Molkerei Thise wächst mit Bio-Produkten
Über junge Veganerinnen und Veganer sagt Pedersen: „Sie greifen gerne zum Thise-Haferdrink, weil sie von ihren Eltern den positiven Klang unseres Namens in der Wiege mitbekommen haben.“ Natürlich habe man als Produzent tierischer Lebensmittel auch pflanzliche im Sortiment. „Es ist doch klar, dass wir uns, verdammt noch mal, in Zukunft mehr pflanzlich ernähren werden“, sagte Pedersen fröhlich fluchend. Seine Landwirtinnen und Landwirte hätten ja die Rohstoffe dafür. Um dann aber doch vor „falschem Fundamentalismus“ zu warnen: „Ich möchte nicht die Krankenhausrechnungen von Veganern bezahlen, wenn die Knochen zusammenfallen.“ Proteinzufuhr durch Milch sei nun mal unverzichtbar.

Der gelernte Molkerei-Ingenieur, der in diesem Monat in den Ruhestand wechselt, steht für den Thise-Erfolg. Eigentlich sei er ja ein traditionell Konservativer vom Lande, sagt er und gibt zu: „Die wirklich was bewegt haben in Richtung ökologischer Landwirtschaft, das waren die von der Linken.“ So Leute wie Renate Künast, sagt er. Die frühere deutsche Landwirtschaftsministerin von den Grünen besuchte Pedersen letztes Jahr auf der Nürnberger Bio-Lebensmittelmesse.
Markt für Bio-Lebensmittel in Dänemark schrumpfte zuletzt
Daheim stand für die linken Wurzeln Thises auch der langjährige Verkaufschef Mogen Poulsen, der sich selbst als „waschechten 68er“ einstuft. Er war 1973 von Kopenhagen aufs Land gezogen, hatte eine Kuh im Stall und erst mal keine Ahnung von Landwirtschaft. Den erstaunlichen Erfolg der Genossenschaft erklärt er auch damit, dass deren „Draufgängertum“ vor allem der städtischen Kundschaft immer sehr gefallen habe.

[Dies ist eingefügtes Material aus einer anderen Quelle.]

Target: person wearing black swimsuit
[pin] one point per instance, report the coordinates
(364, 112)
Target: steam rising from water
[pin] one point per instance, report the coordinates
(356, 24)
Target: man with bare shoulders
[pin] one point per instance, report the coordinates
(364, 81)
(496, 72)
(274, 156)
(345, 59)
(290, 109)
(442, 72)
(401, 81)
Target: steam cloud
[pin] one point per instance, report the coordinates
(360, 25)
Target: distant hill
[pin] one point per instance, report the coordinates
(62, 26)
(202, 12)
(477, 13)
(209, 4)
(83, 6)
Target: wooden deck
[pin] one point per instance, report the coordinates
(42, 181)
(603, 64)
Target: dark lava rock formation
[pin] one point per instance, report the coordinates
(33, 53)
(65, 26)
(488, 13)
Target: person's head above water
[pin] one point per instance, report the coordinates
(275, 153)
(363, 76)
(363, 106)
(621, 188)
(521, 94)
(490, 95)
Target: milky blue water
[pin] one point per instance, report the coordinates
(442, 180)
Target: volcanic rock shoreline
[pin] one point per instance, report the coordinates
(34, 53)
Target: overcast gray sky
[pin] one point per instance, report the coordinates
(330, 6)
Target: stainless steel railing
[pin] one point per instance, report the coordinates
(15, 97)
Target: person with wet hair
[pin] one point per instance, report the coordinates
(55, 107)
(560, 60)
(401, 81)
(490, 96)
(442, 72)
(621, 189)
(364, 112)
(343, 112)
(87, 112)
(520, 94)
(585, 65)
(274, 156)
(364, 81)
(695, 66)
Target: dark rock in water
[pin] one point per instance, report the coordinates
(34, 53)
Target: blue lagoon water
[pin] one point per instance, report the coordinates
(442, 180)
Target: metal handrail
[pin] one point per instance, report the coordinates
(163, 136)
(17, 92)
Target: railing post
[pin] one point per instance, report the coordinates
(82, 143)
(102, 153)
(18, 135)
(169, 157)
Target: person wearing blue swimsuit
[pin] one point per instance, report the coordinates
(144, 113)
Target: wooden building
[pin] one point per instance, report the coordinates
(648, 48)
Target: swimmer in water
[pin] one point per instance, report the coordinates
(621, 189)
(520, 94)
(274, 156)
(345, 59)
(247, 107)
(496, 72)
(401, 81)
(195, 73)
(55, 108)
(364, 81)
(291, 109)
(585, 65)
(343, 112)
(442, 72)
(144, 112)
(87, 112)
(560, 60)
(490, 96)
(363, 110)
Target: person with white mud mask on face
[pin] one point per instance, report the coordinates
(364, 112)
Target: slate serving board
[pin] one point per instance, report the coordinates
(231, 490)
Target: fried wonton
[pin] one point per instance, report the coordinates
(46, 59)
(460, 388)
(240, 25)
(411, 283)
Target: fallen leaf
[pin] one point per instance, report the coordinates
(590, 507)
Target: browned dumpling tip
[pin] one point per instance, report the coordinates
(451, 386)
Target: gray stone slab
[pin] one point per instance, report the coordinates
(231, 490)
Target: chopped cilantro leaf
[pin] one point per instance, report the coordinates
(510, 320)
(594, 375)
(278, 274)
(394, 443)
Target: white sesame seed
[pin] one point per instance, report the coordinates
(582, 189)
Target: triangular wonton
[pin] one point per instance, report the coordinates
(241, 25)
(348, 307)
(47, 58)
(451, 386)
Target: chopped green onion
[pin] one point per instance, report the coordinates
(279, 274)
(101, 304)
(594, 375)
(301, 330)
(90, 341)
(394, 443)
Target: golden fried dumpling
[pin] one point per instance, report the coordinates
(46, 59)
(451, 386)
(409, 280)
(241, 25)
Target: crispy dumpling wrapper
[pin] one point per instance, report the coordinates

Mit Corona und Inflation ist der Absatz von Bio-Lebensmitteln in Dänemark geschrumpft und damit auch der Spielraum für Draufgängertum. Thise setzt knapp die Hälfte der eigenen Produkte exklusiv bei der heimischen Coop-Supermarktkette ab, die in gewaltigen Schwierigkeiten steckt. Im letzten Jahr konnte die Genossenschaft den Milchlieferanten nur einen niedrigeren Preis zahlen als der übermächtige Konkurrent Arla seinen Lieferanten. „Das wurmt mich enorm“, sagt Pedersen in seinem Büro, ehe er dem Fragesteller wieder munter fluchend Optimismus anbietet, zusammen mit Kostproben von Thises Nordsee-, dem Leuchtturm- sowie dem Grubenkäse.
Das bescheidene Büro war vor 68 Jahren auch Pedersens Geburtsort, damals als Schlafzimmer der Eltern über der Dorfmolkerei. Über seinen Nachfolger Svend Schou Borch sagt er, am wichtigsten sei, dass da „ein ordentlicher und emphatischer Mensch kommt“.